The joint capsule is approximated with interrupted 4-0 absorbable suture. The skin is closed in an interrupted manner.
A gauze-and-tape compression dressing is applied at surgery and changed every 10 to 14 days for 6 weeks. The patient is permitted to ambulate in a postoperative shoe with weight bearing as tolerated. Active and passive joint range-of-motion exercises are initiated 3 weeks after surgery.
Many reports are favorable after synovectomy for MTP synovitis. Raunio and Laine reported on 28 patients (33 feet) who underwent MTP joint synovectomy. With short-term follow-up, they found 80% of patients satisfied and noted diminished progression of rheumatoid arthritis on both clinical and radiographic examination. Aho reported good pain relief with synovectomy in 16 patients (21 feet) for lasting years. Higgins et al reported the occurrence of interdigital neuroma associated with seronegative rheumatoid arthritis. Vainio stated that synovectomy decreased symptoms of metatarsalgia and also noted reduced symptoms of interdigital neuroma in these patients.
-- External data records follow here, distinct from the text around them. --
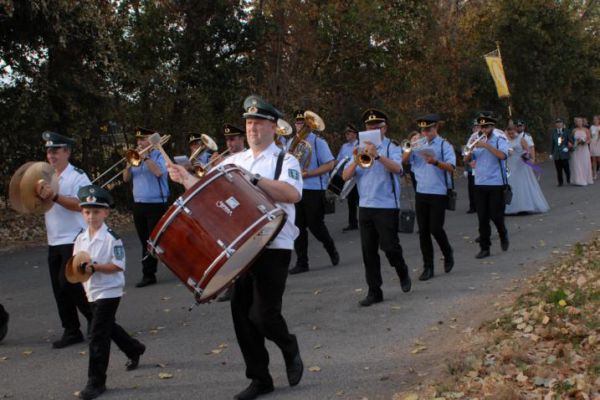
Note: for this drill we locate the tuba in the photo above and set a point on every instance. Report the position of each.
(300, 148)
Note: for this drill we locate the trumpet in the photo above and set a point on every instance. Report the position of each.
(362, 158)
(201, 170)
(133, 157)
(473, 140)
(300, 148)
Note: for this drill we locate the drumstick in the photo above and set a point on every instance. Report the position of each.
(154, 139)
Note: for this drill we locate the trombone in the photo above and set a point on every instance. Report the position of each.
(133, 157)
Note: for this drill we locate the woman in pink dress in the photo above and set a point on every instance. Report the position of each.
(595, 145)
(580, 162)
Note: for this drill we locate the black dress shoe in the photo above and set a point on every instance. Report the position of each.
(68, 340)
(146, 281)
(92, 391)
(225, 296)
(427, 274)
(448, 264)
(483, 254)
(334, 256)
(298, 269)
(134, 361)
(294, 368)
(405, 282)
(255, 389)
(370, 300)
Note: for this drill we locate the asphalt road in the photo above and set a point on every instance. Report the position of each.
(360, 352)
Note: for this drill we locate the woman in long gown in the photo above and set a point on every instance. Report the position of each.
(595, 145)
(527, 194)
(580, 162)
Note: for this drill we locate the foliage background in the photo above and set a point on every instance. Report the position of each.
(74, 66)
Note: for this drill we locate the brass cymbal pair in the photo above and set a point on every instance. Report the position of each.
(26, 184)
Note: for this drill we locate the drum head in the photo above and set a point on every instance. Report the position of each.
(235, 265)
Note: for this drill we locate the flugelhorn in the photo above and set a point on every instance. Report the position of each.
(300, 148)
(133, 157)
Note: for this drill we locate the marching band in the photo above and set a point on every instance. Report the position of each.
(285, 179)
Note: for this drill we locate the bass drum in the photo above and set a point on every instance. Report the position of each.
(215, 230)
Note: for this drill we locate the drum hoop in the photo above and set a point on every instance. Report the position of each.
(181, 202)
(233, 244)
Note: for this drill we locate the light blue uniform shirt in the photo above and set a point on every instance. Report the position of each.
(320, 155)
(430, 179)
(487, 165)
(148, 188)
(378, 187)
(346, 150)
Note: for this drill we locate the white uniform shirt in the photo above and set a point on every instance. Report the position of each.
(63, 225)
(264, 165)
(104, 248)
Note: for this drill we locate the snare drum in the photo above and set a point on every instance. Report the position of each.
(336, 182)
(215, 230)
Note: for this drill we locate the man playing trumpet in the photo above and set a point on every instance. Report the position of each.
(150, 196)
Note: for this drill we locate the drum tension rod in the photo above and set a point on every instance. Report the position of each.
(181, 205)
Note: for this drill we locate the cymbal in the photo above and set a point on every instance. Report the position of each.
(38, 173)
(72, 273)
(14, 188)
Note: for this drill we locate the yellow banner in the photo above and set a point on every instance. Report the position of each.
(497, 71)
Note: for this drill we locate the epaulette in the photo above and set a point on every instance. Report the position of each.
(78, 233)
(114, 234)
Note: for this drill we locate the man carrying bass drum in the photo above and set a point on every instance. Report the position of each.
(257, 295)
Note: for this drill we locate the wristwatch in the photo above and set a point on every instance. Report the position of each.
(255, 179)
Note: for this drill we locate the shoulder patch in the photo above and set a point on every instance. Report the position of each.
(292, 173)
(119, 252)
(113, 234)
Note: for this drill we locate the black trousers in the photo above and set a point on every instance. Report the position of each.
(431, 213)
(310, 214)
(256, 303)
(104, 328)
(353, 207)
(145, 218)
(562, 165)
(69, 297)
(471, 188)
(490, 206)
(379, 229)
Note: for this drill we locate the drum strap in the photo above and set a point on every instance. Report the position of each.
(279, 164)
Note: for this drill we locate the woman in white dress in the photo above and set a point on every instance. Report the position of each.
(527, 194)
(595, 145)
(580, 162)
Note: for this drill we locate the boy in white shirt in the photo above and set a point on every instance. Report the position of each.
(104, 288)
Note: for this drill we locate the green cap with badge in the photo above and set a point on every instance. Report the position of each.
(257, 107)
(54, 139)
(94, 196)
(230, 130)
(373, 116)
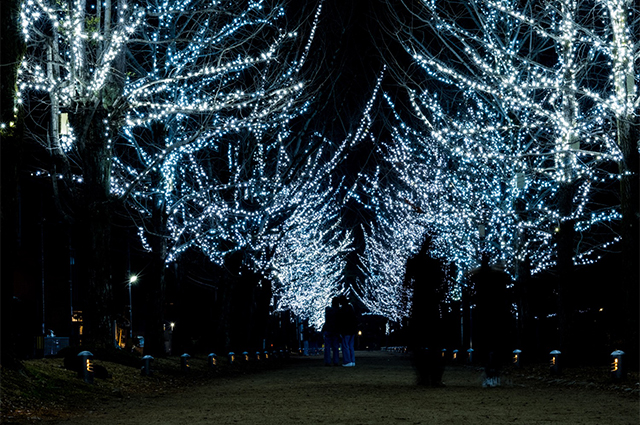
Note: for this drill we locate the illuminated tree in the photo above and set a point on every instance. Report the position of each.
(524, 117)
(135, 92)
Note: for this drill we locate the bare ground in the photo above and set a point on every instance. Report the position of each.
(379, 390)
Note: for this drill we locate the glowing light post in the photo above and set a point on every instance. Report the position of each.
(132, 279)
(516, 357)
(184, 363)
(86, 366)
(146, 365)
(617, 372)
(213, 360)
(554, 362)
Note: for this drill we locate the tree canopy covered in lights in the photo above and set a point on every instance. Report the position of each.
(513, 122)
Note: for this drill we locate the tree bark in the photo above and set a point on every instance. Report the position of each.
(93, 219)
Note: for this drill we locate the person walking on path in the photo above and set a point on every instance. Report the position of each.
(348, 324)
(331, 334)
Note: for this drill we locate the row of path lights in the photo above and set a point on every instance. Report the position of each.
(617, 370)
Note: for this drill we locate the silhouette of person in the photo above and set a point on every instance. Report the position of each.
(331, 334)
(425, 330)
(348, 325)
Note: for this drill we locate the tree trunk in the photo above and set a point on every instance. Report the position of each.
(565, 269)
(155, 282)
(628, 139)
(93, 219)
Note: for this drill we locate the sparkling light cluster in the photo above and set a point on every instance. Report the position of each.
(538, 92)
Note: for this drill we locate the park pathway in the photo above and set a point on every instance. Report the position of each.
(379, 390)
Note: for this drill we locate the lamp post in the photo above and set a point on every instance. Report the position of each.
(132, 279)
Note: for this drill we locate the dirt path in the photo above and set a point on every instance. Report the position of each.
(379, 390)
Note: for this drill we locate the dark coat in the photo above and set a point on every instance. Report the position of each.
(348, 321)
(330, 320)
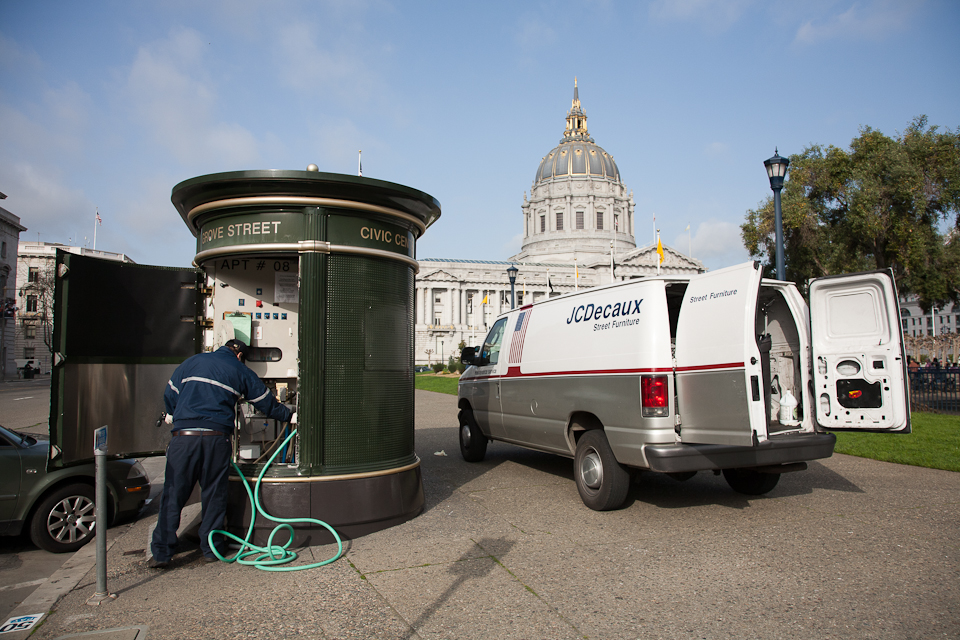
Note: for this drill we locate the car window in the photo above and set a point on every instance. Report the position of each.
(491, 346)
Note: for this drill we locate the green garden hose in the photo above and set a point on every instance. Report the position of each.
(271, 557)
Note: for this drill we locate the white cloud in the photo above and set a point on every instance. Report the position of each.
(715, 15)
(177, 103)
(715, 243)
(866, 20)
(43, 202)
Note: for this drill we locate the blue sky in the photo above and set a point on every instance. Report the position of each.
(108, 105)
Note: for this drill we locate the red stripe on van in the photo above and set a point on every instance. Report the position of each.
(710, 367)
(514, 372)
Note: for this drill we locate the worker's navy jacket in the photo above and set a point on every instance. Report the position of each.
(204, 391)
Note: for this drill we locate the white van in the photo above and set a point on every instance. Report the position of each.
(723, 371)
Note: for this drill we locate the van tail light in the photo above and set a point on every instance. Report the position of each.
(653, 396)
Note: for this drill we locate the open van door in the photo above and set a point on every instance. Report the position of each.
(859, 366)
(120, 329)
(717, 359)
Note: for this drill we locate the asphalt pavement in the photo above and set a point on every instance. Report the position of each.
(850, 548)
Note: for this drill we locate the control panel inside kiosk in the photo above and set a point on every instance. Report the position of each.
(256, 300)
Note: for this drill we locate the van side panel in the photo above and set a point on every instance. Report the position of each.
(586, 353)
(719, 377)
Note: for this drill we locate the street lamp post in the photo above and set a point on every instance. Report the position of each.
(777, 171)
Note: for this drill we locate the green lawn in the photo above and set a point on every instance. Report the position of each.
(440, 384)
(934, 443)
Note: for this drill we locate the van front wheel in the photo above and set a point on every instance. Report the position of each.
(750, 482)
(601, 481)
(473, 444)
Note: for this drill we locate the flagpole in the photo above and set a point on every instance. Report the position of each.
(659, 252)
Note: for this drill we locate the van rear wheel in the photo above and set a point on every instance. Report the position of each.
(750, 482)
(473, 444)
(601, 481)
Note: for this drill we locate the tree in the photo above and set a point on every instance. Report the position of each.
(884, 203)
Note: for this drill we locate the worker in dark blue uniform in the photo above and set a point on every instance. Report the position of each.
(201, 402)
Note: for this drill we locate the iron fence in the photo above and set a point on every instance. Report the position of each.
(935, 389)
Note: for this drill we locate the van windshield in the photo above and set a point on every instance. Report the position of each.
(491, 346)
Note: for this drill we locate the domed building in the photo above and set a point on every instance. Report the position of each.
(578, 231)
(578, 204)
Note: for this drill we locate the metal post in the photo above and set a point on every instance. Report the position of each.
(781, 269)
(100, 528)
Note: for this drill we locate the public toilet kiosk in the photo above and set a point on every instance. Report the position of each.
(315, 271)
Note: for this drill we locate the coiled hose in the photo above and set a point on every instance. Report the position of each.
(271, 557)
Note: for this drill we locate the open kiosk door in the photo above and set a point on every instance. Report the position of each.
(717, 360)
(119, 331)
(859, 367)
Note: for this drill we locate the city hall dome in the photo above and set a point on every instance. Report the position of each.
(577, 153)
(579, 209)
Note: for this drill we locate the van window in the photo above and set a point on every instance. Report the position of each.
(491, 346)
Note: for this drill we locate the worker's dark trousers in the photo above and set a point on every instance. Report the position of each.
(191, 459)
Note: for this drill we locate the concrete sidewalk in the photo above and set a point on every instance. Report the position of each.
(850, 548)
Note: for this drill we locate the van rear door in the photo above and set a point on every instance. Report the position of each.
(717, 359)
(858, 359)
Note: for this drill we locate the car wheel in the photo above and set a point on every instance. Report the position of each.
(64, 520)
(601, 481)
(473, 444)
(750, 482)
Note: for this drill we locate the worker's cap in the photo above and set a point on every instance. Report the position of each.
(237, 346)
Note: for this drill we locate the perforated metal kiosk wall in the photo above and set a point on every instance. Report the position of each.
(316, 272)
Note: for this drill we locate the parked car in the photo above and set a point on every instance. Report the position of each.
(57, 506)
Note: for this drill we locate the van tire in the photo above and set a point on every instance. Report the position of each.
(64, 520)
(473, 444)
(750, 482)
(601, 481)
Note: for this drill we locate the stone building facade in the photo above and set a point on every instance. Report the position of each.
(36, 263)
(578, 232)
(10, 229)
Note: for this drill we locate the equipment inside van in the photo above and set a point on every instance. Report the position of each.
(723, 371)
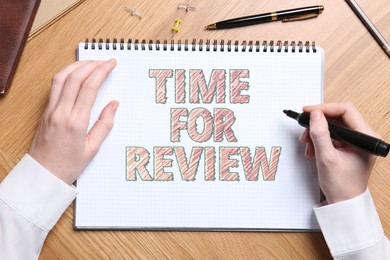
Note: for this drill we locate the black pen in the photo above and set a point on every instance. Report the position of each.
(285, 16)
(345, 135)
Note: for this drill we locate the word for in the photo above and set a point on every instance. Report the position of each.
(138, 159)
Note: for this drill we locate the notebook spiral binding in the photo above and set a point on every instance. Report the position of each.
(250, 46)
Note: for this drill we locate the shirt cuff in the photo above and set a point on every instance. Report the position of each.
(350, 225)
(36, 194)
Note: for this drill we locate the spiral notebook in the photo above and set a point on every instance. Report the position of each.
(200, 141)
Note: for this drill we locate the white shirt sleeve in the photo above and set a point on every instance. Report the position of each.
(352, 229)
(31, 201)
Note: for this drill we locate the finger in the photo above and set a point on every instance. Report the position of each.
(305, 137)
(320, 136)
(58, 82)
(102, 127)
(72, 85)
(349, 114)
(309, 150)
(90, 87)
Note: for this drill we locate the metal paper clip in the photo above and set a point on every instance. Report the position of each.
(134, 11)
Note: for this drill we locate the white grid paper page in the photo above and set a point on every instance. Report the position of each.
(277, 81)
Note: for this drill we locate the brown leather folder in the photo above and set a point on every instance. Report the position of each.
(16, 18)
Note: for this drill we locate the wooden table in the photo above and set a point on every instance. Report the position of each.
(356, 70)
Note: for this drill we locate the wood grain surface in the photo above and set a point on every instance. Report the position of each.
(356, 70)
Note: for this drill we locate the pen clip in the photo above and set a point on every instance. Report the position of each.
(301, 17)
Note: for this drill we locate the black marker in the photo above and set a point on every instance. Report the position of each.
(365, 142)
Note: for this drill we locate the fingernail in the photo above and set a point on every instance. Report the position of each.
(301, 137)
(315, 115)
(115, 106)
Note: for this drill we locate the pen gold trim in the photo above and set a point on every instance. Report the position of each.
(299, 18)
(296, 14)
(274, 16)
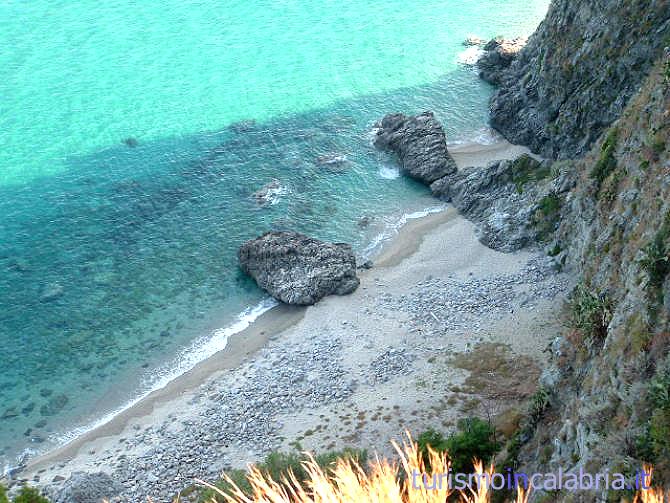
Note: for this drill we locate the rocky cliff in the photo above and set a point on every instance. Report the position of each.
(578, 71)
(592, 87)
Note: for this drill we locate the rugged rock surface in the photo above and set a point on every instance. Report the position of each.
(605, 405)
(513, 203)
(420, 143)
(578, 71)
(497, 57)
(297, 269)
(89, 488)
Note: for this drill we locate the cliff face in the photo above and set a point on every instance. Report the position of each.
(609, 380)
(592, 88)
(578, 71)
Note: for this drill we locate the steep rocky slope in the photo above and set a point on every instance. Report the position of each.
(607, 394)
(592, 88)
(578, 71)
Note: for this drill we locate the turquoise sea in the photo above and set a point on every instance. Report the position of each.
(133, 136)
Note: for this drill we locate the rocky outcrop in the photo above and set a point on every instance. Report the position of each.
(513, 203)
(606, 388)
(89, 488)
(297, 269)
(577, 72)
(269, 194)
(420, 143)
(497, 57)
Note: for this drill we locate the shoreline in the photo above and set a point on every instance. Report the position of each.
(246, 346)
(464, 153)
(240, 346)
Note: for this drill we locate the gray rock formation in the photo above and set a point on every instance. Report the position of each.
(297, 269)
(497, 57)
(88, 488)
(577, 72)
(420, 143)
(505, 200)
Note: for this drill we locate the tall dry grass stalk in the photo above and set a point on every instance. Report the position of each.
(348, 482)
(383, 482)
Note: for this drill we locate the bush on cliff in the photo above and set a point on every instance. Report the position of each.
(606, 164)
(475, 439)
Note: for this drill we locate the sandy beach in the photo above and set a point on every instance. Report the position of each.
(440, 328)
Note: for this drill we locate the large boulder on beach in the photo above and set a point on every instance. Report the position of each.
(89, 488)
(297, 269)
(420, 143)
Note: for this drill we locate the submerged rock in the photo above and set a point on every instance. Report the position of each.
(131, 142)
(54, 405)
(89, 488)
(269, 193)
(297, 269)
(9, 413)
(51, 292)
(334, 162)
(498, 56)
(473, 41)
(419, 142)
(244, 126)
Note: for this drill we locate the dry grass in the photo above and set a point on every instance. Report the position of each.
(347, 482)
(383, 482)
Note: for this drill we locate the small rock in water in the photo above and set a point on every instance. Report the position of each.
(333, 161)
(269, 193)
(244, 126)
(51, 292)
(364, 222)
(473, 40)
(9, 413)
(54, 405)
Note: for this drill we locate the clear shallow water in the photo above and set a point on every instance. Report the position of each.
(116, 259)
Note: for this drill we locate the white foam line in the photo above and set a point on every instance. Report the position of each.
(392, 228)
(198, 351)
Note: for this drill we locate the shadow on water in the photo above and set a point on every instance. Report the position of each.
(115, 264)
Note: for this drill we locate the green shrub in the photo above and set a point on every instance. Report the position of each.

Recurrence of synovial hypertrophy can develop in time, and the patient should be informed of this preoperatively. Belt et al reported the results of synovectomy on 83 patients at 15 years and 68 patients at 20 years postoperatively. They concluded that synovectomy was insufficient treatment without concomitant use of immunosuppressive drugs but that 75% of joints that had undergone synovectomy alone later went on to excisional arthroplasty. The long-term effects of newer disease-modifying agents that block the inflammatory cascade and immune signaling may be integral in eventually proving the long-term success of synovectomy and possibly obviating, with pharmacologic therapy, the need for synovectomy by disease suppression.
Care must be taken in exposing the lesser MTP joints through an intermetatarsal dissection, to avoid injury to an adjacent sensory nerve. A major complication after synovectomy is damage to a dorsal cutaneous nerve to a lesser toe or damage to a branch of the digital nerve. Either can result in postoperative numbness in a fairly confined area.